Altogether that has seen market volatility gauges rise. It's also hit Asian stock markets, including South Korea's, as the dollar has strengthened and capital has been encouraged to flow back to the US. As a result, the Kospi 200 index is down 8.6% year-to-date, according to Bloomberg.
On July 12, Korean central bank the Bank of Korea downgraded its domestic economic growth forecast for 2018 to 2.9% from 3.0% in its April outlook. The report cited subdued domestic labour market conditions, including increasing unemployment rate forecasts, and the potential impact of the US-China trade conflict on Korean exports as risks on the Korean economy.
It is against that backdrop
that KTPF is seeking to increase exposure to overseas assets.“We will increase the foreign equity and foreign alternative investment asset classes to improve diversification and enhance the portfolio return,” Park said.

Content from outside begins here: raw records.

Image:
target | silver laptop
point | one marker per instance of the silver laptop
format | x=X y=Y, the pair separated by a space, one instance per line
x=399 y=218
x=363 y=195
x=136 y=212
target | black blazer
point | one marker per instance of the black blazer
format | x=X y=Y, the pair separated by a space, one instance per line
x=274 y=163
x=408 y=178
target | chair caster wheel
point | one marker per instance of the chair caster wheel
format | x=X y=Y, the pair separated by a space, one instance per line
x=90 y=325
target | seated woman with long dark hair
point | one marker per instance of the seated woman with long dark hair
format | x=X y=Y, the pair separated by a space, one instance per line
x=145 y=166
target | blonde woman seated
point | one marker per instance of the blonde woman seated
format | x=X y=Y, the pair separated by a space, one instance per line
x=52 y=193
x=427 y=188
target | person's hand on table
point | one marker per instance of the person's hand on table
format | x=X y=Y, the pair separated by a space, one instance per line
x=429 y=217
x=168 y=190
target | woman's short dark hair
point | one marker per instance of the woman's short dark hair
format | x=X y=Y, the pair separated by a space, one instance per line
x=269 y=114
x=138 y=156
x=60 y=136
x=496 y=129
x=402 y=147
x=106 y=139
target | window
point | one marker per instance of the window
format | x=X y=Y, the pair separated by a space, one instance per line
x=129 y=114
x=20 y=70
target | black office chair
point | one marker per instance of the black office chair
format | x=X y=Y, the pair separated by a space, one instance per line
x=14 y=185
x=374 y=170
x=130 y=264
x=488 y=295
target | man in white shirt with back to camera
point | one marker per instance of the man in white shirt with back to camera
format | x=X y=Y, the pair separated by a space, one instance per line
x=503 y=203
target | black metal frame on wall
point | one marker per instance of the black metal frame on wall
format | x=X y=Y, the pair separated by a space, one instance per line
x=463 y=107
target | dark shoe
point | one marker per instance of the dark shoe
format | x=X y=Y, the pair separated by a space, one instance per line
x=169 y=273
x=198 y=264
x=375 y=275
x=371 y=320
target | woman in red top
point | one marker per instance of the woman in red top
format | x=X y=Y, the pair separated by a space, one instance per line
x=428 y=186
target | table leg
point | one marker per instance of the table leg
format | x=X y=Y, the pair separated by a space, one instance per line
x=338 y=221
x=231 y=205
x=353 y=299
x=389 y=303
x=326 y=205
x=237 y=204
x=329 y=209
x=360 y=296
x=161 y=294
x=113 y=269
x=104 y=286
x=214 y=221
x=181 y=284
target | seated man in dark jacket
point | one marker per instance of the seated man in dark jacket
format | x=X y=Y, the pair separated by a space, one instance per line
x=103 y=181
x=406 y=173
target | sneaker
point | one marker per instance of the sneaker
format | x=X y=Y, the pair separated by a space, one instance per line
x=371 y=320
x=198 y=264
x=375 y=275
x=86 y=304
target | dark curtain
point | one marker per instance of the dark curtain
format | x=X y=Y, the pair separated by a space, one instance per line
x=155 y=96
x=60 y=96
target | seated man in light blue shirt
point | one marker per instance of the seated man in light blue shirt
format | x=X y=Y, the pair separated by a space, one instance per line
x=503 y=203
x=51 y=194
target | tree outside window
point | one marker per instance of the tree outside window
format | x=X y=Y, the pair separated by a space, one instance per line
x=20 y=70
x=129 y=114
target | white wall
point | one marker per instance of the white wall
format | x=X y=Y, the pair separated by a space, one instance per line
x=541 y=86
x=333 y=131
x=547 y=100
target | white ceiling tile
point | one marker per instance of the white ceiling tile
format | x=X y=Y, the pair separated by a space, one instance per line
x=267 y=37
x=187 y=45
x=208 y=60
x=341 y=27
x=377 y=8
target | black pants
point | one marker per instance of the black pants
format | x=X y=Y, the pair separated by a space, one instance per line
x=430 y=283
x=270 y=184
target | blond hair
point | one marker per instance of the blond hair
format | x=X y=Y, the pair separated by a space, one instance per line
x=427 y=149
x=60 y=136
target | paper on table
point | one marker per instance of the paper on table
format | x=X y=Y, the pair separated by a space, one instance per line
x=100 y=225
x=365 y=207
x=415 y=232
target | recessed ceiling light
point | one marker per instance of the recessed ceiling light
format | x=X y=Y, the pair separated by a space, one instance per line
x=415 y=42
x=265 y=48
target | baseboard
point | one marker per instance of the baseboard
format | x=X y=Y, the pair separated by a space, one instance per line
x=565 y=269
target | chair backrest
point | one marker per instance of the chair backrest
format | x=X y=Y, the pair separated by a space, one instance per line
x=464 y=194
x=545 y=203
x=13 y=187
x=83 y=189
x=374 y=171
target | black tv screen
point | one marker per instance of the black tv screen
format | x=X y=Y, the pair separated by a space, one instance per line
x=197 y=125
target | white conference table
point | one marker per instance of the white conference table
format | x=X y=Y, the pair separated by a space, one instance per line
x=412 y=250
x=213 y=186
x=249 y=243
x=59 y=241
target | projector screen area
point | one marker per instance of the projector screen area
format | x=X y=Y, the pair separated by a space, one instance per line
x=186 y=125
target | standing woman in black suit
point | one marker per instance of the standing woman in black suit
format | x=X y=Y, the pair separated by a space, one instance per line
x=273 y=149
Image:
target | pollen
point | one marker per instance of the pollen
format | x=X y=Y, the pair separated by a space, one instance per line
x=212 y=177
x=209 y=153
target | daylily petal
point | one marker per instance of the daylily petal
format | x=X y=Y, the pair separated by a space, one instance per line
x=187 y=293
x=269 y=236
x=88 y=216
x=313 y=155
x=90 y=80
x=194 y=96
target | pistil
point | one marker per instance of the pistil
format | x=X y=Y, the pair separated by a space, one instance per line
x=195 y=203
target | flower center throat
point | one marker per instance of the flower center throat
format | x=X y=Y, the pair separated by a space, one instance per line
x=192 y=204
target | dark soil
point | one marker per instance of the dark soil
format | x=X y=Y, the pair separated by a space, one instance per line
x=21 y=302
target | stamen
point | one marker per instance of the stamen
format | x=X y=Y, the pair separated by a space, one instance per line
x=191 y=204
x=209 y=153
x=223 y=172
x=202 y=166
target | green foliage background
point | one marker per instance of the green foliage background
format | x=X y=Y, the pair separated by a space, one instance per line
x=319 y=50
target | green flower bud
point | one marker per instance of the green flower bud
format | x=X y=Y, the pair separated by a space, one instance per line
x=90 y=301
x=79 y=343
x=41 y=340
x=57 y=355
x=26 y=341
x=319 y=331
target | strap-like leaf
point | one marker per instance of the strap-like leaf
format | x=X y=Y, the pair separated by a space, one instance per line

The pension fund is aiming to increase its foreign equities allocation slightly to 13.4% by the end of 2018, from 13.1% at the end of 2017, and it expects returns of about 7.05%, he added.
The expected return is lower than the 16.09% time-weighted rate of return that KTPF saw from foreign equities in 2017, data from its website shows.
The increase in allocation is part of a five-year strategic plan to lift allocation to foreign equities to about 14.7% from 2018 to 2022.
KOREAN TREND
Reducing allocations to Korean stocks while raising overseas equity allocations is generally in line with the investment behaviour of other Korean institutional investors, John Park, head of Korea institutional business at JP Morgan AM, said.
“Korean institutional investors’ investible assets are growing, while the investment opportunity set in Korea tends to be limited,” Park told AsianInvestor.
Korea's economy is dominated by large family-run, multinational conglomerates known as chaebols. The five largest chaebols alone – Samsung, SK Group, Hyundai, LG and Lotte – account for more than 50% of the Kospi 200's market cap, and that can limit how much a Korean investor can diversify their portfolio domestically.
So with an eye on diversifying portfolios and seeking higher returns while reducing volatility, institutional investors in Korea are increasingly looking at overseas opportunities, Park said.
That includes overseas alternatives. KTPF’s target allocation to such assets is 7% by the end of 2018, up from 5.6% at the end of 2017, with an expected return of 4.29% annually, Park said.
“[The fund] has interests in European and American infrastructure, real estate, private debt and private equity,” he added.
By 2022 the pension fund is targeting a 9.8% allocation to foreign alternatives. Over the same period it aims to lift its overall allocation to alternatives to 21.7% in the same time period, from 17.7% at the end of 2017.
There's a definite trend among Korean institutional investors towards foreign alternatives, Shin Hyun-jang, head manager of the Police Mutual Aid Association’s (PMAA) financial investment division, said on a panel at AsianInvestor’s Korea Institutional Forum last month.
PMAA said last year that it wanted to increase its exposure to foreign alternatives and stocks, boosting its allocation to alternatives to at least 20% in the medium to long term from 15%, as well as doubling the foreign equities allocation to 2%.
The Public Officials Benefit Association (Poba), with more than 50% of its AUM in alternative assets, invested $70 million to $80 million into US-listed real estate investment trusts (Reits) in 2018, after having no Reit holdings last year.
AndKorean Teachers Credit Union (KTCU) said in June that it is looking at mezzanine financing and direct loans to corporates, and that its alternatives allocation, which includes infrastructure, loans, private equity, and real estate, accounted for about 40% of its overall portfolio.